A gritty memoir exploring gender politics and growing up mixed-race Chicana.
Gifted experimental writer Gurba (Painting Their Portraits in Winter, 2015, etc.) takes a hard look back at her adolescent and early college years in Southern California. A self-described “early-onset feminist,” the author is deeply invested in and intimately aware of the construction of identity. As she explores with wry humor the history of her attraction to women—“I grabbed a magazine and realized boobs were the best thing ever….I was eight but I knew what I wanted”—and how the unique blending of her mother’s Mexican heritage with her father’s Mexican-Polish roots framed her “Molack” (“Mexican” and “Polack”) worldview and influenced her studies at the University of California, she also tells the harrowing story of Sophia Castro Torres, another Chicana, whose fate was less kind.
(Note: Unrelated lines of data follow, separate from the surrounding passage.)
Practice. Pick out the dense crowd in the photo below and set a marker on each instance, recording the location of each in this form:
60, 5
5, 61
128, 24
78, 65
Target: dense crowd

Early in the narrative, which unfolds in spare prose vignettes, Gurba writes, “guilt is a ghost,” and she admits that she is haunted by the memory of Sophia, a migrant worker who was raped and bludgeoned to death on a baseball diamond in Gurba’s hometown. The author not only feels compelled to bear witness to the horrific end of an innocent woman who supported herself picking strawberries and whose life was further erased by the media by being dubbed “a transient”; through the use of inverted chronology, she also slowly reveals her own struggles with PTSD—“the only mental illness you can give someone”—as a survivor of sexual assault by the same perpetrator who killed Sophia. Positioning herself as “the final girl,” the one in horror movies who “gets to live” but “understands that her job is to tell the story,” Gurba attempts to break down walls of indifference, whether through form or probing content.
With its icy wit, edgy wedding of lyricism and prose, and unflinching look at personal and public demons, Gurba’s introspective memoir is brave and significant.